When light activated-AZO nanotubes interact with atmospheric air, oxygen molecules get absorbed on the surface of the nanotubes which further extract electrons from the conduction band of the ZnO site. When a reducing gas like H2 intercalates into the system, these light-activated chemisorbed oxygen ions on the surface of AZO nanotubes interact with the reductive gas molecules, donate free electrons back to the conduction band of ZnO and produce water molecules.49 This local change in the polarizability and thus the surrounding refractive index contributes to the shift of reflection minima in the presence of H2 gas. Here it is worth mentioning that the metal doping in ZnO nanotubes increases the photo-generated free electron–hole pairs and, because of the resonant plasmonic effect, the light absorption capacity is enhanced which further results in more sites for the oxygen molecules on the surface of AZO nanotubes.49 The AZO nanotube-based metasurface as a Fabry–Perót cavity senses the presence and concentration of H2 gas by detecting the change in polarizability due to the chemical changes in the surrounding media.

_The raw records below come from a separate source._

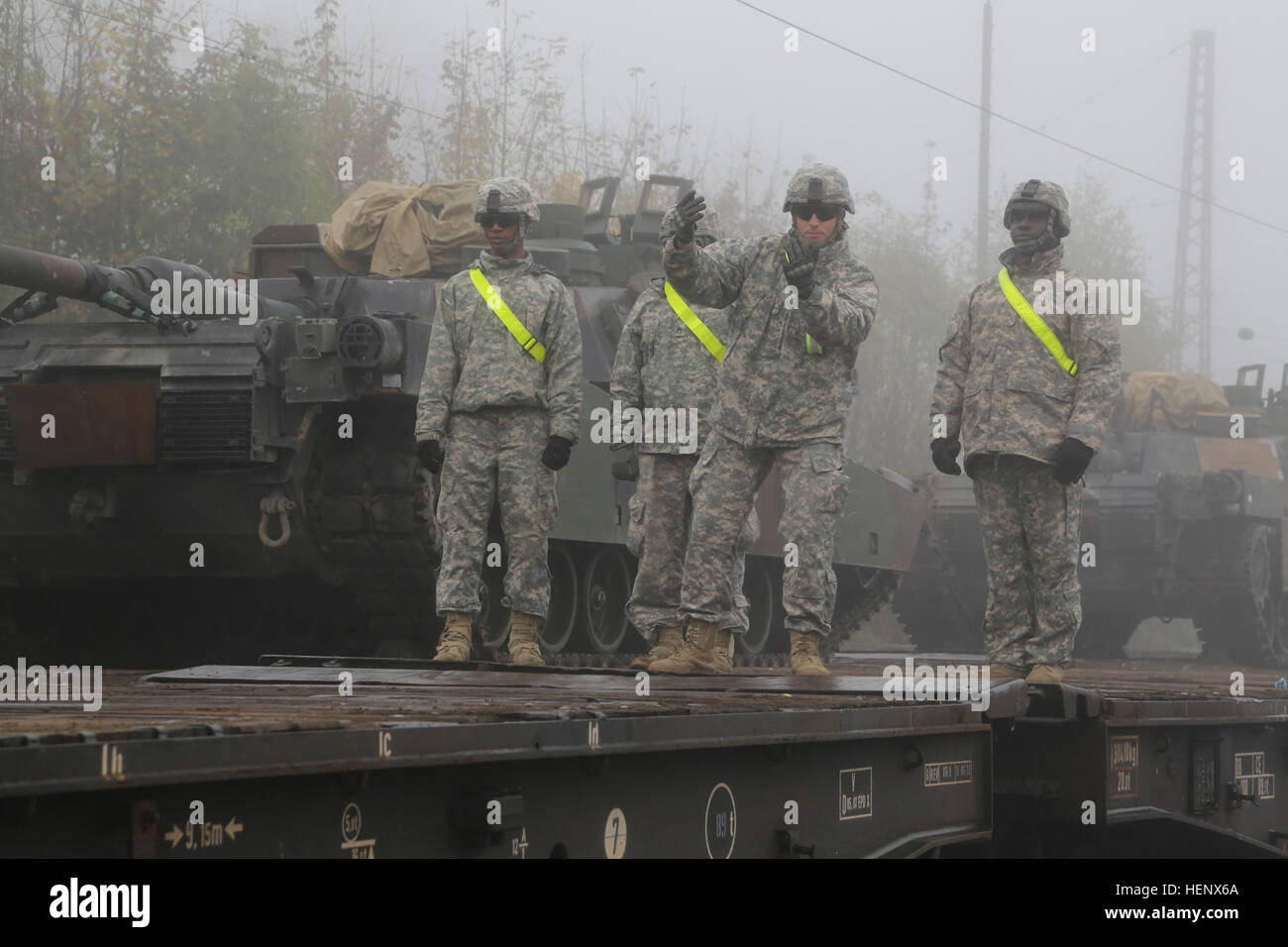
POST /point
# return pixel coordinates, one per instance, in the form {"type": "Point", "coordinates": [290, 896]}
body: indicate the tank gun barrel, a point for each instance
{"type": "Point", "coordinates": [151, 289]}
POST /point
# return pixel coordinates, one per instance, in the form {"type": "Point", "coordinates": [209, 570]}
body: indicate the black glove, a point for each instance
{"type": "Point", "coordinates": [558, 450]}
{"type": "Point", "coordinates": [430, 455]}
{"type": "Point", "coordinates": [943, 451]}
{"type": "Point", "coordinates": [626, 464]}
{"type": "Point", "coordinates": [799, 265]}
{"type": "Point", "coordinates": [1070, 460]}
{"type": "Point", "coordinates": [688, 211]}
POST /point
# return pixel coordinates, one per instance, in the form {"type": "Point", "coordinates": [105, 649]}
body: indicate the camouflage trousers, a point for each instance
{"type": "Point", "coordinates": [724, 484]}
{"type": "Point", "coordinates": [1030, 544]}
{"type": "Point", "coordinates": [493, 457]}
{"type": "Point", "coordinates": [658, 534]}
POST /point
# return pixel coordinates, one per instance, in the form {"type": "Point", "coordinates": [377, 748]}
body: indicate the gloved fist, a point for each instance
{"type": "Point", "coordinates": [430, 455]}
{"type": "Point", "coordinates": [626, 464]}
{"type": "Point", "coordinates": [1070, 460]}
{"type": "Point", "coordinates": [688, 211]}
{"type": "Point", "coordinates": [558, 450]}
{"type": "Point", "coordinates": [943, 451]}
{"type": "Point", "coordinates": [799, 264]}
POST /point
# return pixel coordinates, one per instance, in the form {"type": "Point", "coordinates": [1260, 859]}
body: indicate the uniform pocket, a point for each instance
{"type": "Point", "coordinates": [831, 480]}
{"type": "Point", "coordinates": [1046, 406]}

If wavelength shift is considered the measurement parameter, the signal to noise ratio (S/N) becomes 16.7% which is equivalent to the wavelength shift/FWHM (Full Width at Half Maximum) of the mode. In order to characterize the sensitivity in terms of reflectance change, the figure of merit (FOM) is defined as FOM = R (AZOair)/R (AZOH2) × 100,8 where R (AZOair) is the reflectance of the sensor in N2 (which is equivalent to air media) without hydrogen and R (AZOH2) is the reflectance of the sensor in the presence of hydrogen gas. According to Fig. 4d for 4% H2 gas, the calculated FOM of our sensor is ∼104. Note that we also conducted reflectance measurements for AZO solid pillars in the presence of 4% H2 gas over 90 minutes. However, even after such a long time, there is no clear change observed in the reflectance minimum mode in terms of wavelength shift or reflectance intensity change for such gas sensing with the solid AZO pillars (see Fig. S5 in the ESI†). This indicates that the ultra thin wall thickness of AZO nanotubes and their hollowness play an important role in sensing due to their larger surface area to volume ratio relative to the solid pillars.50 Here it is worth mentioning that, for AZO nanotubes (hollow pillars), the surface area to volume ratio is nearly 13.2 times larger than that of the solid AZO pillars.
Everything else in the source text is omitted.